Taavi Rehemägi for Dashbird

Posted on Jul 26, 2021

10x development speed with local serverless debugging

#aws #devops #serverless #cloud

In this article you'll find out how to 10x your development speed with local serverless debugging.

Questions such as "what happens when you scale your application into millions of requests?", "what to expect when going serverless?", "how does it look like?", or "how is it to build applications on serverless and work locally?" will be addressed.

In the development world, the ultimate goal is to increase the business value that you can add to your product. And that's the whole goal of this article---show how to increase development speed to reach that goal faster.

Serverless Development Speed

Let's dive into a little bit about serverless development speed. The thing that deters a lot of people from switching to serverless is the development of it.

You can compare it to a monolithic architecture, which once you get it into production is going to be hard to scale, hard to deploy, hard to maintain. But the nice thing about it is, it's not too bad to develop with. On the flip side with a microservice and a serverless architecture, you're really reaping the benefit of the cloud. The issue is all of your resources, your database, your S3 bucket, your Lambda functions are separated. That's not the easiest thing to develop locally, right on your computer.

And it can also be slower. That can slow down things because you really have two choices.

You can either upload to the cloud, when you want to make a change and then test it, see if it worked, or you can try to develop locally, but there is going to be a little extra setup involved. And so you really don't want to be deploying to the cloud every time you make a change, because you're going to have to wait 10 seconds to two minutes to maybe even five minutes for that to get uploaded. So if you're making those changes multiple times that's not going to be a good result. You're going to waste a lot of time there. So today we will hone in on what local development looks like, what that setup is like, and how to do that.

You've decided "okay, I want to use serverless but now I want to build out a project". Your next step is to decide which framework you want to use. This is not by any means an exhaustive list. This is more of what you could think about in your head as you go to build a serverless application. Think of the project in terms of experiment, all the way up to production.

If you just want to build a quick Lambda function, test it out. Use AWS SAM when building a mock-up website; you get a front end connected to a backend, maybe some Cognito, and Amplify is a great choice for that. And then up to the production level on serverless.

Learn more about optimizing AWS Lambda for production.
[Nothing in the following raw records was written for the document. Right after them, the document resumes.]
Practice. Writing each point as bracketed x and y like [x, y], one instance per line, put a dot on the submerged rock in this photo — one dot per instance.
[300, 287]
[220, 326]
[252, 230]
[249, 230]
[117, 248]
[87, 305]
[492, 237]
Serverless is great because it's cloud-agnostic. It is going to scale very well. Going forward, we will share examples and showcase what debugging a production workload would look like based on the Serverless Framework.

Best Practices for Debugging Serverless Locally

Let's talk about a couple of best practices before getting into a demo of what this looks like.

When you build out a function, one of the things you want to keep in mind is keeping prioritizing many small functions over one large function.

The reason for that is, down the road when you go to debug this thing, if you have one large function and you see, "okay, my application's broken, how do I go and fix that?"

You're going to pull up, you're going to go to your monitoring tool, for example, CloudWatch.

And you may find which function is broken, but then it's going to take you that much longer to figure out exactly where the issue is in your code, versus when you have lots of small functions, it's less code to go through when that error does come up. You can hone in on that mistake much quicker.

Find out how MangoMint -- an online Spa and Beauty appointment management tool -- managed to significantly speed up their serverless development cycles and team processes.

And then the second and last best practice to really hammer in today is iterating locally.

It's the idea that you can get many local iterations for one iteration by pushing your changes up to the cloud. The reason for that is there's this wait time for things to upload and to come back down. If you can set up your application to be able to do those cycles locally, that is absolutely what you want to do.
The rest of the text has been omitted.